Antes de ese poblamiento, tan sólo una aldea
celtíbera después romanizada; Menénez Pidal
hace derivar el nombre de Madrid de dos vocablos celtas:
mageto-ritu, gran puente: otros estudiosos, del maxerit
púnico equivalente a lugar de majada. Pero es el
árabe el que prevalece: Mayrit, Madre de las Aguas, por
las que tiene en su subsuelo. Matrice la llamaron los
mozárabes.
El fundador del Madrid histórico es Mohamed ibd
Abd al Rahman, hijo de Abderrahman II, que reina entre 852 y 886.

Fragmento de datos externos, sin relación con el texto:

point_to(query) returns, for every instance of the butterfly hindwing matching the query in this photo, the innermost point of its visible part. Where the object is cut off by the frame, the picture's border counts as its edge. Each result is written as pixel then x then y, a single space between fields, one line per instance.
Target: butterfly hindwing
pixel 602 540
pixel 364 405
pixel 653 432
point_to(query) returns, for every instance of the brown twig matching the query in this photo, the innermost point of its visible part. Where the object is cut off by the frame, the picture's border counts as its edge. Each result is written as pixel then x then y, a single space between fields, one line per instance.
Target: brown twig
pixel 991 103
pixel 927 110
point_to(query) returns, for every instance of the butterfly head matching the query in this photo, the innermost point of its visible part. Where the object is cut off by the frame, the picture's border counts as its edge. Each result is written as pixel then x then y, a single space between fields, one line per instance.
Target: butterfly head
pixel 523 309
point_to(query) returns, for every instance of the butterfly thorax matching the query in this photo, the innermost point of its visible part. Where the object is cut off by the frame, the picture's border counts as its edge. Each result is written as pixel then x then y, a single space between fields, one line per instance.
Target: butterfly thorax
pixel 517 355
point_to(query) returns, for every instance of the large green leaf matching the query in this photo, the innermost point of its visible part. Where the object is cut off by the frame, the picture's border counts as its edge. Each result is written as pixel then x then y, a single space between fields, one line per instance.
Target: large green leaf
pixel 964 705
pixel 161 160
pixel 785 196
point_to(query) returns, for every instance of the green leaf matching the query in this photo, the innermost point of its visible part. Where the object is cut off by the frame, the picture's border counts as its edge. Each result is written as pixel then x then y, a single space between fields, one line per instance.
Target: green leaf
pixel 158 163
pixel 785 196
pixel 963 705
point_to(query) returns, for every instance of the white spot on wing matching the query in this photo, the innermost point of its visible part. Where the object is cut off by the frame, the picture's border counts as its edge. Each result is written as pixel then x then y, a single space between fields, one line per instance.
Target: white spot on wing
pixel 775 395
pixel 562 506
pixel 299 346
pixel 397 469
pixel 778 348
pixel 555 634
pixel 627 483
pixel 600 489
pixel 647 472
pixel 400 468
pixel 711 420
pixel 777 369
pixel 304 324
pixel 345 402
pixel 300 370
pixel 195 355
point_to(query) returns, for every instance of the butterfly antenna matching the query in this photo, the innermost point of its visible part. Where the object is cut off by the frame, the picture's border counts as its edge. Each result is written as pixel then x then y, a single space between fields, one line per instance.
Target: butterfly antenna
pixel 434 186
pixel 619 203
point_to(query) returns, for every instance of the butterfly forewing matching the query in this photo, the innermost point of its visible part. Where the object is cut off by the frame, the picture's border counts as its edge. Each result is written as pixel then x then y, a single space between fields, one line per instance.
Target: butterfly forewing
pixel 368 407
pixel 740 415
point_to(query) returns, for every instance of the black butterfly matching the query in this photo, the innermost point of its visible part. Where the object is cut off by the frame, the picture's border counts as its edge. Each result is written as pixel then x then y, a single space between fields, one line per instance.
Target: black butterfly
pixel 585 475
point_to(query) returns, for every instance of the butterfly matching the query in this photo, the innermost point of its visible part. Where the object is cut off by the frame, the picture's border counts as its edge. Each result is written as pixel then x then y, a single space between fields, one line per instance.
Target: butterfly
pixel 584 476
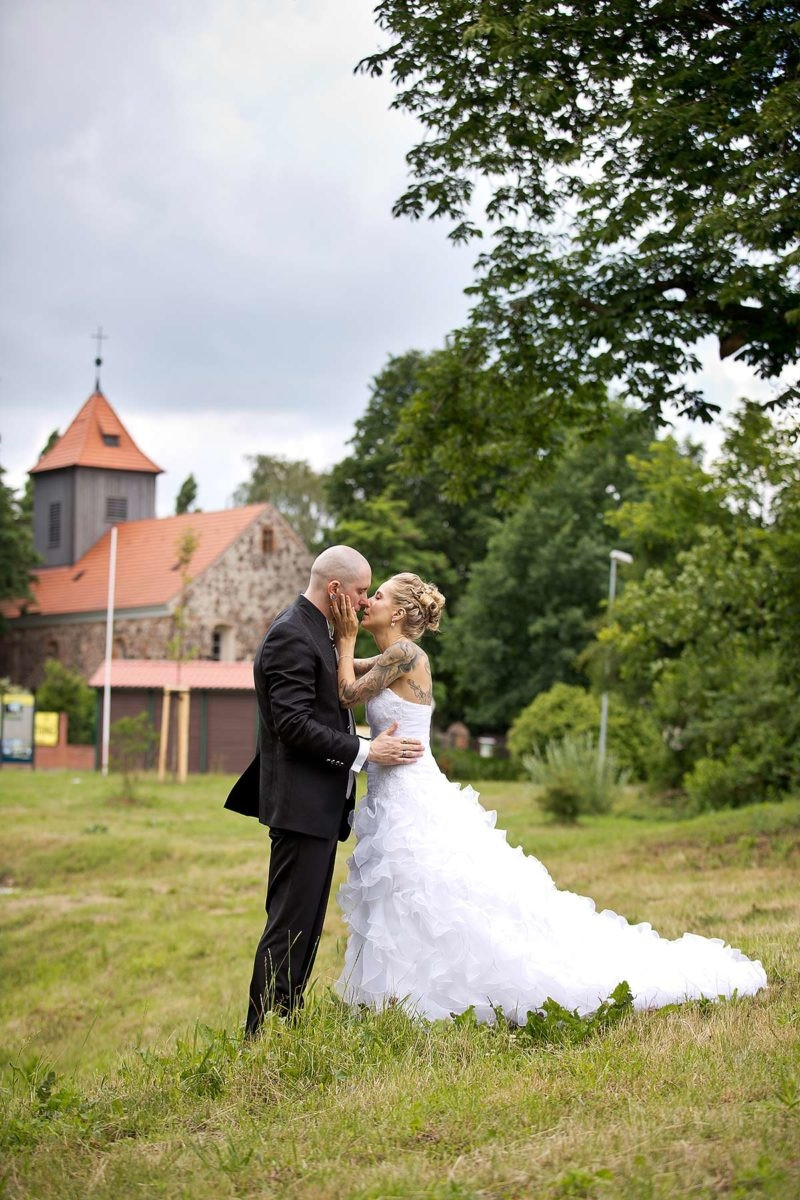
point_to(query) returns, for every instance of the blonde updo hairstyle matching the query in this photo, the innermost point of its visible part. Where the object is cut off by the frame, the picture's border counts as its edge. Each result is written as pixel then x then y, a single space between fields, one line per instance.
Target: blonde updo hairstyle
pixel 421 604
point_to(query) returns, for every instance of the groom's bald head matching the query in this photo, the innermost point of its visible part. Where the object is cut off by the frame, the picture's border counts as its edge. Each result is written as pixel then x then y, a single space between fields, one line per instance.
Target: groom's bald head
pixel 340 569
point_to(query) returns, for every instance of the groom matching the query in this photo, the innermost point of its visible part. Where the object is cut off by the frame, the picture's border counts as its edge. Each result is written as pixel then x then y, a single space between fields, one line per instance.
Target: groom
pixel 301 783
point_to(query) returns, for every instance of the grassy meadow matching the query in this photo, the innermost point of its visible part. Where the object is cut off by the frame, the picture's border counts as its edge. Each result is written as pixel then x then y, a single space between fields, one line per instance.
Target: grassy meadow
pixel 127 933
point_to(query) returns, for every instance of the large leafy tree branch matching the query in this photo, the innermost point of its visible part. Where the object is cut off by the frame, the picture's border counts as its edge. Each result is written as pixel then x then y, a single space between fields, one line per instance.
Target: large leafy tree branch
pixel 638 162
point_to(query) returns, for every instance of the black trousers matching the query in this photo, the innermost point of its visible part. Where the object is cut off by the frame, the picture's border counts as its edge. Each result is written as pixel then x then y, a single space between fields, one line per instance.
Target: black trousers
pixel 298 887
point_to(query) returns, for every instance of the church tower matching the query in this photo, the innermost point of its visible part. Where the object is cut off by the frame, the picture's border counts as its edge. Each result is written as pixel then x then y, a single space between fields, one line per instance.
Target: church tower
pixel 94 477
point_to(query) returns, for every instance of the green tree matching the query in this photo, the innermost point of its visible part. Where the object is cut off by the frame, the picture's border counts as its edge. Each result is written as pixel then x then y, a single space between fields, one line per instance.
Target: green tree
pixel 377 469
pixel 295 490
pixel 64 690
pixel 395 508
pixel 708 640
pixel 17 553
pixel 675 499
pixel 641 166
pixel 186 496
pixel 132 741
pixel 531 604
pixel 176 646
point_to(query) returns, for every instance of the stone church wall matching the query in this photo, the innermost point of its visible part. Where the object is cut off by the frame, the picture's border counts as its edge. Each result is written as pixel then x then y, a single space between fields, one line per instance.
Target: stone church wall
pixel 242 592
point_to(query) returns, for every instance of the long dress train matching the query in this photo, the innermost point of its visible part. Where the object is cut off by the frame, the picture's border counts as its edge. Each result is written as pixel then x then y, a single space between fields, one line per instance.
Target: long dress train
pixel 443 913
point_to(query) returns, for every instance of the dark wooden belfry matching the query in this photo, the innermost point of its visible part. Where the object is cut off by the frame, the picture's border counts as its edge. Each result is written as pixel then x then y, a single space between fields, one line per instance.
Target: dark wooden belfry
pixel 94 477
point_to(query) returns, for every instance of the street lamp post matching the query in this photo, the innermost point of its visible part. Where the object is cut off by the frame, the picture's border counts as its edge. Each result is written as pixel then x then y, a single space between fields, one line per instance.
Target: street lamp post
pixel 617 556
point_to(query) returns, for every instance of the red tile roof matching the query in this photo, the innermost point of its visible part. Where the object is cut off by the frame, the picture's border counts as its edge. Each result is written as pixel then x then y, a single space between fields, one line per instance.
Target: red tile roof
pixel 83 445
pixel 164 673
pixel 146 563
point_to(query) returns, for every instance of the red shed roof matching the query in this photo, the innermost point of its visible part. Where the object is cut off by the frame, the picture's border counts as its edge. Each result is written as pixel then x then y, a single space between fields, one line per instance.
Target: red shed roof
pixel 96 438
pixel 148 573
pixel 164 673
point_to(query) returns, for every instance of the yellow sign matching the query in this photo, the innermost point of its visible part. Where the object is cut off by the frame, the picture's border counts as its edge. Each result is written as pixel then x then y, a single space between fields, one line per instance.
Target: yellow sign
pixel 46 729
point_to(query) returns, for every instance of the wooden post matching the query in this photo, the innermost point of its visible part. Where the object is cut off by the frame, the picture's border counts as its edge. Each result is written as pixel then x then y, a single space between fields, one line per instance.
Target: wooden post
pixel 182 733
pixel 164 735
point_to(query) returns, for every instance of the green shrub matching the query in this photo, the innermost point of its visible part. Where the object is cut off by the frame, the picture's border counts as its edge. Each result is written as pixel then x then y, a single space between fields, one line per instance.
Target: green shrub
pixel 131 743
pixel 725 783
pixel 570 780
pixel 632 737
pixel 467 766
pixel 561 712
pixel 66 691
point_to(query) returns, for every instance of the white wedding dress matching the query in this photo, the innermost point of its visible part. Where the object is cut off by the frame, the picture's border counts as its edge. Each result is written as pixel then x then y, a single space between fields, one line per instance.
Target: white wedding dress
pixel 443 913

Empezó levantando, sobre la colina en que hoy está
el palacio real, una torre atalaya para vigilancia de los
cristianos que se acercasen por Somosierra. Convertidos los
visigodos matritenses en mozárabes, se retiraron de esta
colina a la opuesta, la de Las Vistillas, con lo que habrá
cincuenta años de una paz tensa, pero paz, cosa no muy
frecuente en la época. Hasta que en 932 Ramiro II de
León apetece la pequeña y mora Magerit y la
conquista. Pasa el lugarejo de mano en mano varias veces, hasta
que en 1083 Alfonso VI se la queda para Castilla.
Es en este momento cuando la Virgen que se
llamará de la Almudena es nombrada patrona de Madrid:
dentro de uno de los lienzos de la muralla es encontrada una
imagen de
María, sin que se sepa quién y cuándo la
escondió allí, y que recibe ese nombre por estar en
la zona del Almud o lugar de medida para los cereales de entrada
en la ciudad.
Alfonso VII vivió muchos años en Madrid,
prefiriéndola a Toledo, la capital; así, le hace
donación perpetua de las tierras hasta Segovia: desde
entonces llevamos bebiendo las riquísimas aguas del
Lozoya. Seguramente hoy menos puras que entonces, pero igual de
buenas.
Y Alfonso VIII, en 1202, otorga a la villa el Fuero de
Madrid, por el que tiene derecho a Concejo fijo de fecha y lugar,
con administración de justicia, fijación
de impuestos y nombramientos de cargos. Es el primer paso hacia
la mayoría de edad. Con su nueva importancia Madrid costea
mesnadas en señaladas empresas,
llevando ya delante de ellas el pendón de la villa: un oso
pardo rampante en campo de plata. Es la Villa del Oso, que abunda
en sus bosques. El madroño en que se apoya vendrá
luego, para que hoy sea la Villa del Oso y el
Madroño.
En 1309 Fernando IV reúne Cortes por primera vez,
quizá en el antiguo palacio de Alfonso VII, donde hoy, muy
cerca de la Puerta del Sol, está el monasterio de las
Descalzas.
En 1346 Alfonso XI ordena establecer una Escuela de
Gramática "porque oviese en Madrit omes
letrados e sabidores". Le salió bien. Trescientos
años después se matricula allí un tal Miguel
de Cervantes.
Hay no obstante un extraño bache en la
continuidad ascendente de la historia de Madrid. En 1383,
reinando Juan I, anda por aquí un extraño personaje
que a sí mismo se presenta como León V, rey de
Armenia nada menos, y que dice haber sido desposeído de
cuanto era suyo por el gobernante de Babilonia. En su vagar
posterior no es, dice, sino un vagabundo acogido a la
magnanimidad del rey español.
Y el rey español se compadece, ve en el
infortunado a un colega en malos tiempos, y acude a remediarlo…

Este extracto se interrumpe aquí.